Scandale des fiches – des espions parmi les Amis de la Nature
Depuis le début du siècle jusqu'à la fin des années 1980, l'État suisse a espionné de nombreux militants, hommes et femmes politiques et organisations de gauche. Les Amis de la Nature ont eux aussi fait l'objet d'une surveillance permanente.
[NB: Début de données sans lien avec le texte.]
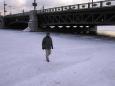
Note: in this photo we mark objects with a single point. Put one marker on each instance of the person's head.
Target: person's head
(47, 34)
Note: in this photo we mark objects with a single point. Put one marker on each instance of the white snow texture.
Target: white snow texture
(75, 60)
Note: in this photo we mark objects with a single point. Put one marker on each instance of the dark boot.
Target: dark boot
(47, 59)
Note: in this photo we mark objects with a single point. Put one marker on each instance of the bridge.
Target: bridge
(78, 18)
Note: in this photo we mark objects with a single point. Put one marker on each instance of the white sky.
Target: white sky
(18, 5)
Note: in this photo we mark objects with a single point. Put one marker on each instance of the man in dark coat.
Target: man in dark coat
(47, 45)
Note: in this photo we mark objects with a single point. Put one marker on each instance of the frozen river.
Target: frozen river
(75, 61)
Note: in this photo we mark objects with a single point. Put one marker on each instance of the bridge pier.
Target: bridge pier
(93, 30)
(33, 22)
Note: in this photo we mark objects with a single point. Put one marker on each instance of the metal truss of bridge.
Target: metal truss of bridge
(81, 18)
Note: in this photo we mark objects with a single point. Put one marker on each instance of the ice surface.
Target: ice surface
(75, 61)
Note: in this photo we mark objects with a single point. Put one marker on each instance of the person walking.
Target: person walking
(47, 44)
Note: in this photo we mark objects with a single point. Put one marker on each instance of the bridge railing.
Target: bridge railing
(98, 4)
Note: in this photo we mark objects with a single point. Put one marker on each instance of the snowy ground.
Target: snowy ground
(75, 60)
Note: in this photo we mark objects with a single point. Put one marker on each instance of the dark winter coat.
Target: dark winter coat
(47, 43)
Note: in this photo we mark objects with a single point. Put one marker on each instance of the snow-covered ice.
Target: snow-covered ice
(75, 61)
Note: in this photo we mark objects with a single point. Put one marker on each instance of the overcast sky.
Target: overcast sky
(18, 5)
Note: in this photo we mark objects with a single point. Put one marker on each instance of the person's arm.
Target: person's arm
(43, 43)
(51, 43)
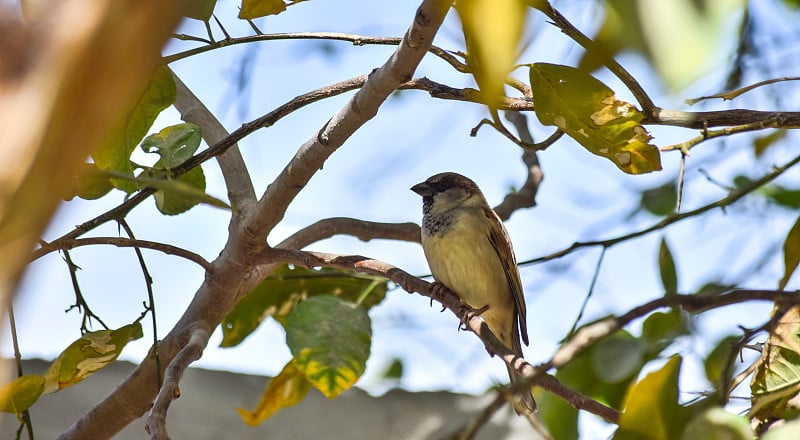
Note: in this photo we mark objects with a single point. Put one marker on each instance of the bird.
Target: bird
(469, 252)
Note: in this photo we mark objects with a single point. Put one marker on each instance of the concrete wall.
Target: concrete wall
(208, 402)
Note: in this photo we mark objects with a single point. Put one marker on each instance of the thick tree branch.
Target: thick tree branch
(361, 108)
(237, 179)
(156, 424)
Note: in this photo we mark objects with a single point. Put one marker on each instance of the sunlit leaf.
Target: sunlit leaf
(115, 152)
(286, 389)
(718, 363)
(175, 144)
(260, 8)
(277, 295)
(560, 418)
(716, 423)
(587, 110)
(91, 352)
(492, 30)
(330, 341)
(777, 376)
(201, 9)
(666, 267)
(651, 407)
(791, 253)
(21, 394)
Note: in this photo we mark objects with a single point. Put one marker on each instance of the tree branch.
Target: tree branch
(237, 178)
(122, 242)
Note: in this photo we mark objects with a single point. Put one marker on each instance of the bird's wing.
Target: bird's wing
(501, 242)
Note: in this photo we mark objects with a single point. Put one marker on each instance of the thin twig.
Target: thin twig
(121, 242)
(733, 196)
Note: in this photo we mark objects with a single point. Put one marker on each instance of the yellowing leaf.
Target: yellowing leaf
(88, 354)
(19, 395)
(286, 389)
(791, 253)
(777, 377)
(587, 110)
(259, 8)
(330, 341)
(492, 30)
(651, 407)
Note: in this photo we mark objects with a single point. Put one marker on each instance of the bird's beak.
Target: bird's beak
(422, 189)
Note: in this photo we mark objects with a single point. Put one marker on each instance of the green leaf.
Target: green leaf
(661, 328)
(286, 389)
(666, 267)
(651, 408)
(587, 110)
(330, 341)
(660, 200)
(492, 30)
(91, 352)
(718, 363)
(260, 8)
(791, 253)
(175, 144)
(560, 418)
(201, 9)
(278, 294)
(21, 394)
(114, 153)
(90, 184)
(716, 423)
(777, 376)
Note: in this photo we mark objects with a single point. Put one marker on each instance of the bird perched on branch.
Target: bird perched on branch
(469, 251)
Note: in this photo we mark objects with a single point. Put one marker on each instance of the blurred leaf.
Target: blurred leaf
(660, 200)
(115, 152)
(661, 328)
(666, 267)
(21, 394)
(720, 361)
(278, 294)
(560, 418)
(261, 8)
(175, 144)
(791, 253)
(788, 431)
(286, 389)
(201, 9)
(91, 352)
(651, 406)
(587, 110)
(179, 195)
(492, 31)
(716, 423)
(330, 341)
(617, 358)
(760, 144)
(90, 183)
(789, 198)
(776, 379)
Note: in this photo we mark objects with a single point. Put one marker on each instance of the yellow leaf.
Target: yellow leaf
(286, 389)
(492, 30)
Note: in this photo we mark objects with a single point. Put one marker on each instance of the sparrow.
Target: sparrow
(469, 251)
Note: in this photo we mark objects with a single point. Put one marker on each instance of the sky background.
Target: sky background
(583, 197)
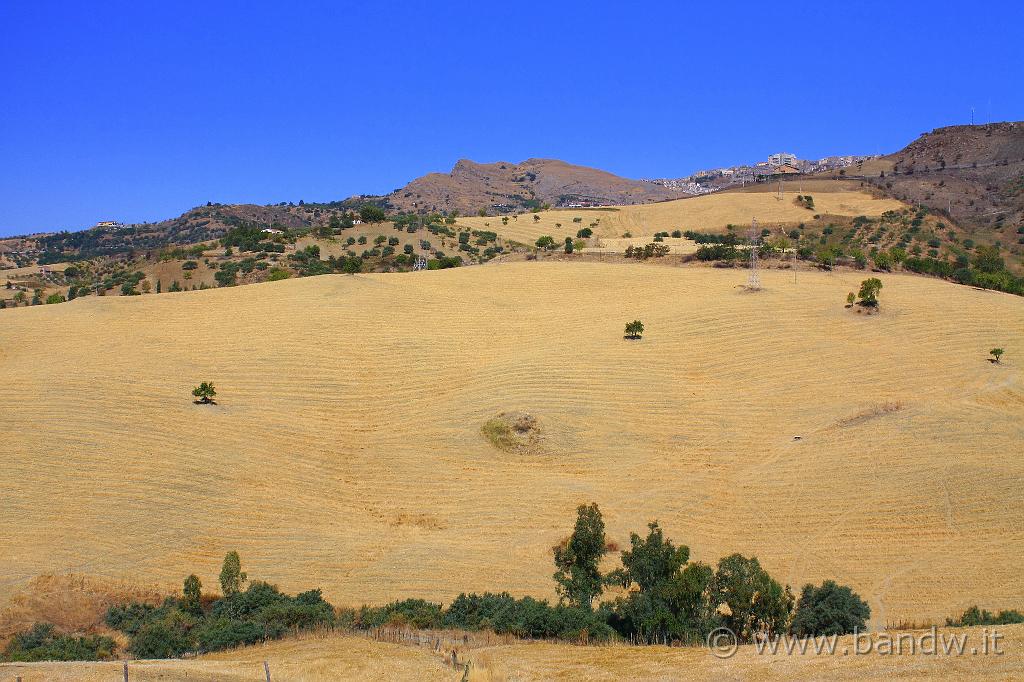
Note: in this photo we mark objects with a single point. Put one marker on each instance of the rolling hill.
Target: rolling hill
(505, 187)
(973, 173)
(708, 212)
(346, 450)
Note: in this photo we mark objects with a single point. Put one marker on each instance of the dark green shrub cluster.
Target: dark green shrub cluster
(443, 262)
(227, 274)
(976, 616)
(182, 626)
(718, 252)
(250, 237)
(705, 238)
(647, 251)
(829, 609)
(43, 643)
(499, 612)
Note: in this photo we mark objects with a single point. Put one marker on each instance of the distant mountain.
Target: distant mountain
(975, 173)
(506, 187)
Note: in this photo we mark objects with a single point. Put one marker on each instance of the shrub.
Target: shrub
(41, 642)
(278, 273)
(205, 392)
(756, 602)
(829, 609)
(371, 213)
(869, 289)
(976, 616)
(579, 577)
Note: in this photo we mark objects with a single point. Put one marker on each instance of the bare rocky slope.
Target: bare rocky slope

L’affaire des fiches reste l’un des plus grands scandales politiques de la Suisse. Une commission d’enquête parlementaire suisse avait découvert en 1989 un programme de surveillance de grande envergure: celui-ci contenait environ 900’000 dossiers sur diverses personnes et groupements que l’État avait qualifiés de «subversifs». On trouvait parmi les personnes fichées de nombreux militants du Parti du Travail (PdT) ainsi que d’autres militants de gauche et écologistes. Mais aussi des Suissesses engagées dans des mouvements de jeunesse, luttant pour les droits des femmes, la paix ou contre les centrales nucléaires, ou tout simplement pour la protection de l’environnement – elles étaient toutes considérées comme «non-conformistes» et donc «suspectes».
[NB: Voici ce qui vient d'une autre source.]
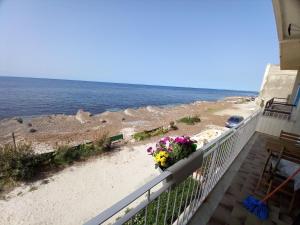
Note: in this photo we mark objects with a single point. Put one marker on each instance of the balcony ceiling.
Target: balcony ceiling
(287, 15)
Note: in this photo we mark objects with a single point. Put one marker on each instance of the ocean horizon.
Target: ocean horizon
(21, 96)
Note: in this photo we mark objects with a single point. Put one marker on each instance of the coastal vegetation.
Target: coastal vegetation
(18, 163)
(139, 136)
(190, 120)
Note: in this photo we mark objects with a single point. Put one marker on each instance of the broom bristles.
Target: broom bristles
(257, 207)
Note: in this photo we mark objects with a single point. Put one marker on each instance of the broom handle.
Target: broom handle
(280, 186)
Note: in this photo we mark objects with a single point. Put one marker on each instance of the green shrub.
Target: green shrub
(190, 120)
(21, 164)
(16, 163)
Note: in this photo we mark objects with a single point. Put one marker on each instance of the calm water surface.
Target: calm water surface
(30, 96)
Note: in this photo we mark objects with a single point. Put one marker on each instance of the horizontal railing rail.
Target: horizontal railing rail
(175, 195)
(279, 109)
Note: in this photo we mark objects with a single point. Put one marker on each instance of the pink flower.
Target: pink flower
(150, 150)
(181, 140)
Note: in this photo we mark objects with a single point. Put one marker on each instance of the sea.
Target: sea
(35, 96)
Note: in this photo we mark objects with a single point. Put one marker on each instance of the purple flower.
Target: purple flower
(181, 140)
(150, 150)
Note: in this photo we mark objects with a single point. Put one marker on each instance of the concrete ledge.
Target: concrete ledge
(206, 210)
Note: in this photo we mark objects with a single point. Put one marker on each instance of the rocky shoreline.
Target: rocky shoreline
(46, 132)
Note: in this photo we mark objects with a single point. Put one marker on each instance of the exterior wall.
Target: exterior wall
(273, 126)
(296, 85)
(282, 84)
(276, 83)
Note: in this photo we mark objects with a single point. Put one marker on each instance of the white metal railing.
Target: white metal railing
(175, 195)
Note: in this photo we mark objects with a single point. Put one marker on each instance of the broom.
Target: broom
(259, 207)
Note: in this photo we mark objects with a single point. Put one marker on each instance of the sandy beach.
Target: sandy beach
(81, 191)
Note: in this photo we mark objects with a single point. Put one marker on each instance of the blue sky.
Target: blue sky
(208, 44)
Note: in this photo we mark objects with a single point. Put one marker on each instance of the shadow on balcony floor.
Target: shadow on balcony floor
(231, 211)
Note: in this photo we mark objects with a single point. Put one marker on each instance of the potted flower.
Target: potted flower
(170, 150)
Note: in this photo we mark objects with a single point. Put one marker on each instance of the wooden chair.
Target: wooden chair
(286, 147)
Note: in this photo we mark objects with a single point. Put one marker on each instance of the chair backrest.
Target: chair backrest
(290, 136)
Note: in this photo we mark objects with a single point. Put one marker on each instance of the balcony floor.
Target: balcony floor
(230, 211)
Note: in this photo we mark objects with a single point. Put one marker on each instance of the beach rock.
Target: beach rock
(83, 116)
(19, 120)
(32, 130)
(129, 112)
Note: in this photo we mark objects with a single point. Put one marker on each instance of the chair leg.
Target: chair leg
(292, 202)
(262, 173)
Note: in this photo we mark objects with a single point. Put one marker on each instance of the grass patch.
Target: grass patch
(21, 164)
(148, 134)
(190, 120)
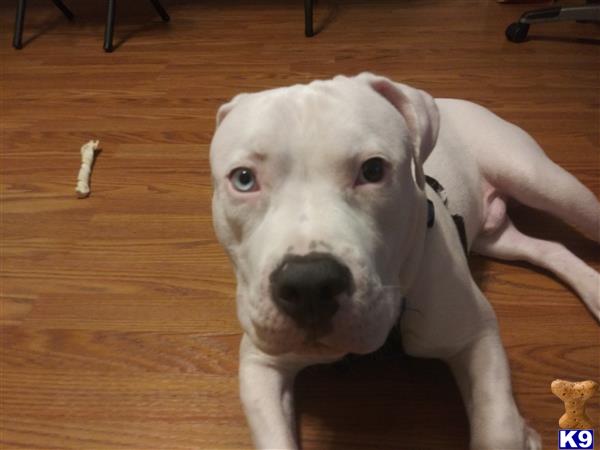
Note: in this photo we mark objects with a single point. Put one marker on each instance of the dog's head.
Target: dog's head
(319, 201)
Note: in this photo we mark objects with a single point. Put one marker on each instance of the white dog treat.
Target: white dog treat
(87, 159)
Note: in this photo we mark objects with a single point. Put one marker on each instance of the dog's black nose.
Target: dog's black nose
(306, 287)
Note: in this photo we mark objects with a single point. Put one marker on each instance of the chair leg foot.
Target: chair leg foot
(66, 11)
(110, 26)
(308, 18)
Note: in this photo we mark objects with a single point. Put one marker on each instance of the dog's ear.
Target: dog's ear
(419, 111)
(227, 107)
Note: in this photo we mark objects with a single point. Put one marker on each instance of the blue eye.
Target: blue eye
(243, 179)
(372, 171)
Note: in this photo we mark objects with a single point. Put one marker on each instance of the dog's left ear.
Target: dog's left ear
(227, 107)
(419, 111)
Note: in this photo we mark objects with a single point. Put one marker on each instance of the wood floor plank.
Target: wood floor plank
(118, 325)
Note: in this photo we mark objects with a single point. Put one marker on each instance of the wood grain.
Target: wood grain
(118, 325)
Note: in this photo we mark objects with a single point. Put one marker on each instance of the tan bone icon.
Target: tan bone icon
(574, 395)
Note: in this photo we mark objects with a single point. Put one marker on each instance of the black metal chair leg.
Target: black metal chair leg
(308, 18)
(19, 21)
(110, 26)
(66, 11)
(160, 10)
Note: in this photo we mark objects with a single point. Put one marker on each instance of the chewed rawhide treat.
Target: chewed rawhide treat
(574, 395)
(88, 152)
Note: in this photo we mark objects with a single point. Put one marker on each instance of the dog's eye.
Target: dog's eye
(372, 171)
(243, 180)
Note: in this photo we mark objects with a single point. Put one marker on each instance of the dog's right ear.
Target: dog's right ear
(227, 107)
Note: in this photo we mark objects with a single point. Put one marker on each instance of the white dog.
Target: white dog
(321, 201)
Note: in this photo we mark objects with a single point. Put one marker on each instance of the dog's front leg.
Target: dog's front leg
(482, 373)
(266, 391)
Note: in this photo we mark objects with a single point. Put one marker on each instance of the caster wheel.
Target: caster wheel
(517, 32)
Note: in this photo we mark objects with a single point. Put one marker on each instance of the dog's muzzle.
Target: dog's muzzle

Les militants de gauche n’étaient toutefois pas les seuls visés par les surveillants: toute personne en contact personnel avec un «élément subversif» était également espionnée. Plus de la moitié des fiches concernaient des migrants et des demandeurs d’asile qui étaient globalement soupçonnés de vouloir «empoisonner» l’ordre interne de la Suisse avec leurs idées communistes.
Une fois le scandale rendu public, des milliers de particuliers ont demandé à consulter leurs dossiers. Mais les documents comportaient de nombreuses barres noires pour protéger les délateurs. Le contenu des fiches était extrêmement varié: certaines révélaient des détails très intimes, mais l’écrasante majorité n’était constituée que de futilités, dont certaines étaient tout simplement ridicules. On y trouvait, au-delà des faits, de nombreuses allégations, beaucoup de demi-vérités et de fausses informations, ce qui rendait les fiches très dangereuses. En effet, d’innombrables personnes ont perdu leur emploi, leur maison, leur existence à cause de ces gardiens de l’Etat trop zélés.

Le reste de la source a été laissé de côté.